Apakah perbedaan antara keadaan darurat dan pembelaan darurat ?
1. Dalam keadaan darurat dapat dilihat adanya perbenturan antara kepentingan hukum, kepentingan hukum dan kewajiban hukum serta kewajiban hukum dan kewajiban hukum. Dalam pembelaan daruart situasi darurat ini ditimbulkan oleh adanya perbuatan melawan hukum yang bisa dihadapi secara sah, dengan perkataan lain dalam keadaan darurat hak berhadapan dengan hak, sedang dalam pembelaan darurat, hak berhadapan dengan bukan hak.
2. dalam keadaan darurat tidak perlu adanya serangan, sedang dalam pembelaan darurat harus ada serangan.
3. Dalam keadaan darurat orang dapat bertindak berdasarkan berbagai kepentingan atau alasan sedang dalam pembelaan darurat, pembelaan itu syarat-syarat sudah ditentukan secara limitative (pasal 49 ayat (1)).
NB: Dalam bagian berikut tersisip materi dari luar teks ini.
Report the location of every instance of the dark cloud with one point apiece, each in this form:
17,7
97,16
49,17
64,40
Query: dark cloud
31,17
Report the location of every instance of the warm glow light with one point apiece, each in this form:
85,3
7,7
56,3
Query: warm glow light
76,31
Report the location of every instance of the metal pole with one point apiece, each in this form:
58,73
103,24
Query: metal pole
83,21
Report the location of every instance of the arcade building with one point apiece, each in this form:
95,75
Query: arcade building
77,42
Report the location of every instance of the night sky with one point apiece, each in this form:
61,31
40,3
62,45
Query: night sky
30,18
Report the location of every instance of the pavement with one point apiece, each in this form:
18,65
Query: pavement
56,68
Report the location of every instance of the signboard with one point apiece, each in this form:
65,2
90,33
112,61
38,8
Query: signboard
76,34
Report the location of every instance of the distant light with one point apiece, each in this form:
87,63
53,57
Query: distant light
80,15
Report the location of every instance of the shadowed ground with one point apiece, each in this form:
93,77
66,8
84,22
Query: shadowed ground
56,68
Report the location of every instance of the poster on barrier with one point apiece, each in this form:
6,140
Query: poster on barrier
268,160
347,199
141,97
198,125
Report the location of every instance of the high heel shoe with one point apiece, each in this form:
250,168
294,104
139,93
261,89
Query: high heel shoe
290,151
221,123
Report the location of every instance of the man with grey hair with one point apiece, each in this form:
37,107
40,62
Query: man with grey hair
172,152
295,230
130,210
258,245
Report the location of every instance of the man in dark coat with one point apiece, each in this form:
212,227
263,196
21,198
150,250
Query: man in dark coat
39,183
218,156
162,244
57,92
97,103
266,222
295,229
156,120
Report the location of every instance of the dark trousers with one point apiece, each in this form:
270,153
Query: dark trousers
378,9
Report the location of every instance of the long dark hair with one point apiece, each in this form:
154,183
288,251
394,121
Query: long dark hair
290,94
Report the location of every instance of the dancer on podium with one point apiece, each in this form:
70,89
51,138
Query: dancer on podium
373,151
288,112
4. Sifat keadaan darurat tidak ada keseragaman pendapat dari pada penulis yakni ada yang berpendirian sebagai alasan pemaaf dan ada sebagai alasan pembenar, sedang dalam pembelaan darurat para penulis memandang sebagai alasan pembenar ialah sebagai penghapus sifat melawan hukum.
Dalam hubungan pembelaan darurat ini ada satu perbuatan orang yang disebut putatief noodweer, disini kesengajaan dihilangkan karena orang mengira bahwa dia berada dalam keadaan di mana harus mengadakan pembelaan darurat dalam hal ini harus di lihat peristiwa dari peristiwa oleh karena itu maka harus diterangkan dalam proses verbal.
BELA PAKSA LAMPAU-NOODWEER EXCES (PASAL 49 AYAT 2 KUHP)
(pelampauan batas pembelaan darurat atau bela paksa lampau batas)
Istilah exces dalam pembelaan darurat tidak dapat kita jumpai dalam pasal 49 ayat (2). Pasal tersebut bunyinya : “tidak dipidana seseorang yang melampaui batas pembelaan yang diperlukan, jika perbuatan itu merupakan akibat langsung dari suatu kegoncangan jiwa yang hebat yang disebabkan oleh serangan itu”.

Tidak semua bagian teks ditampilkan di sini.